Salam kenal pak, saya mo tanya mengenai PPN atas jasa perdangan. sesuai denga SE 08 th.1998
menyatakan bahwa atas jasa perdagangan bisa tidak terhutang PPN dan terhutang PPN. apabila tidak terhutang PPN maka tidak perlu membuat faktur pajak. yang saya tanyakan bagaimana pelaporan pada SPT masa PPN-nya mengingat kita tidak membuat faktur pajak atas tagihan komisi jasa perdagangan tersebut?
Atas perhatiannya saya ucapkan terima kasih banyak. GBU pak.

Anto 14 Oktober 2009 pukul 11.52

Atas Penyerahan BKP atau JKP yang tidak terutang PPN harus dilaporkan di SPT Masa PPN (pada Formulir 1107) halaman induk SPT pada bagian Romawi I "Penyerahan Barang dan Jasa" huruf B "Tidak Terutang PPN".
Nilai yang dilaporkan pada bagian ini adalah senilai jumlah penyerahan BKP atau JKP yang menjadi Dasar Pengenaan Pajak.

Anonim

Pak, saya juga mau tanya... untuk perusahaan yg eksport, kan PPN Ekspor 0% berarti di PEB PPN Ekspor 0. Yang jadi pertanyaan adalah : bagaimana dengan penagihan dan Faktur Pajak penjualannya, apakah kita tidak menagih PPN ke customer yang di LN?
Terima kasih Pak sebelumnya..

Anto 30 November 2009 pukul 22.13

Untuk penjualan ekspor, memang terutang PPN sebesar 0%. Menurut ketentuan PPN, dokumen PEB adalah merupakan dokumen yang dipersamakan dengan Faktur Pajak. Sehingga pada saat penagihan kepada konsumen di LN, dalam faktur penjualan serta PEB, nilai yang ditagih adalah sebesar nilai penyerahan. Sedangkan PPN yang ditagih adalah 0 (nihil) karena tarif PPN-nya adalah 0%.

Anonim

dear Pak Anto,

apakah pembayaran Commitment Fee ke lembaga pembiayaan di luar negeri terutang PPN 10% yang harus disetorkan ke kas negara melalui SSP pemanfaatan JKP di luar daerah pabean?
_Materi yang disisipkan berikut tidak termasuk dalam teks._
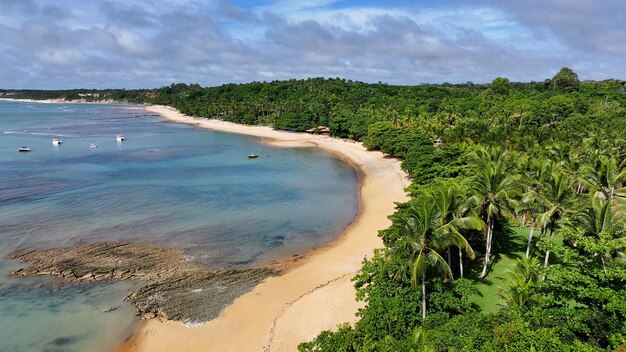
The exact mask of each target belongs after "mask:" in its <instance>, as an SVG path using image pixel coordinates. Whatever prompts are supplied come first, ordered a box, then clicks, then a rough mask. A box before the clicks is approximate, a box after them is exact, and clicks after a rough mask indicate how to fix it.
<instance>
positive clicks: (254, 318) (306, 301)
mask: <svg viewBox="0 0 626 352" xmlns="http://www.w3.org/2000/svg"><path fill="white" fill-rule="evenodd" d="M145 109H146V110H147V111H150V112H154V113H157V114H159V115H161V116H162V117H163V118H164V119H166V120H167V121H170V122H176V123H185V124H191V125H194V126H197V127H200V128H207V129H211V130H214V131H220V132H228V133H236V134H243V135H249V136H254V137H258V138H261V140H262V141H263V142H264V143H267V144H269V145H272V146H276V147H290V148H295V147H318V148H322V149H324V150H325V151H327V152H330V153H332V154H333V155H336V156H338V157H340V158H342V159H344V160H345V161H346V162H348V163H350V164H351V165H353V166H354V167H355V169H356V170H357V172H358V173H359V181H360V192H359V193H360V194H359V213H358V215H357V216H356V218H355V219H354V221H353V222H352V224H350V225H349V226H348V227H347V228H346V229H344V230H343V231H342V233H341V234H340V235H339V236H337V238H336V239H335V240H333V241H332V242H330V243H329V244H326V245H323V246H320V247H318V248H315V249H312V250H311V251H308V252H307V253H305V254H304V255H303V256H302V257H299V258H298V260H297V261H293V260H292V261H291V264H290V263H287V264H286V265H285V266H286V270H285V271H284V273H283V274H281V275H279V276H275V277H270V278H268V279H266V280H265V281H263V282H262V283H261V284H259V285H257V286H256V287H255V289H253V290H252V291H250V292H248V293H246V294H244V295H243V296H241V297H239V298H238V299H236V300H235V302H234V303H233V304H231V305H230V306H228V307H226V308H225V309H224V311H223V312H222V314H221V315H220V317H219V318H217V319H215V320H212V321H209V322H207V323H205V324H203V325H201V326H198V327H187V326H185V325H184V324H182V323H179V322H174V321H159V320H156V319H151V320H145V321H142V322H140V324H138V326H137V328H136V330H135V332H134V334H133V335H132V336H131V337H130V338H129V340H127V341H126V342H125V343H123V344H122V345H121V346H120V347H119V348H118V349H117V351H124V352H126V351H157V352H159V351H171V350H178V351H207V350H208V351H213V350H215V351H293V350H296V347H297V345H298V344H299V343H301V342H305V341H309V340H311V339H312V338H314V337H315V336H317V334H318V333H319V332H321V331H323V330H329V329H331V330H334V329H335V328H336V325H337V324H340V323H343V322H349V323H354V322H355V321H356V320H357V319H356V316H355V313H356V312H357V310H358V308H360V307H362V305H363V304H362V303H360V302H356V300H355V290H354V287H353V285H352V282H351V278H352V277H353V276H354V275H355V274H356V272H357V271H358V270H359V268H360V266H361V263H362V261H363V259H364V257H368V258H369V257H371V255H372V253H373V250H374V249H376V248H380V247H382V241H381V240H380V238H379V237H378V236H377V233H378V231H379V230H382V229H385V228H386V227H388V226H389V224H390V221H389V219H387V217H388V216H389V215H391V214H392V213H393V212H394V211H395V203H396V202H401V201H406V200H408V196H407V195H406V193H405V191H404V188H405V187H406V186H408V184H409V181H408V177H407V175H406V174H405V173H404V172H403V171H402V170H401V168H400V161H399V160H397V159H394V158H389V157H386V156H385V155H383V154H382V153H380V152H372V151H367V150H366V148H364V147H363V146H362V145H361V143H357V142H354V141H349V140H341V139H337V138H332V137H328V136H324V135H310V134H304V133H291V132H285V131H276V130H274V129H272V128H270V127H264V126H246V125H239V124H235V123H230V122H225V121H221V120H213V119H200V118H193V117H190V116H185V115H182V114H181V113H180V112H178V110H176V109H173V108H171V107H167V106H147V107H145Z"/></svg>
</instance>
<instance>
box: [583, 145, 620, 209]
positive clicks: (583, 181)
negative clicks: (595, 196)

terima kasih banyak atas kesediaan Bapak menjawab pertanyaan tsb. disela2 kesibukan Bapak

salam,

Anonim

mau tanya pak...

dasar penerapan kurs pajak (KMK) untuk mengkonversi valas ke rupiah dalam hal ekspor yang akan dilaporkan di SPT Masa PPN apakah menggunakan tanggal PEB / tanggal PE / tanggal fiat(masuk barang ke kawasan pabean) ?

terima kasih sebelumnya...

istilah-istilah pajak 26 September 2012 pukul 12.57

Terima kasih atas informasinya Pak, sangat bermanfaat untuk saya.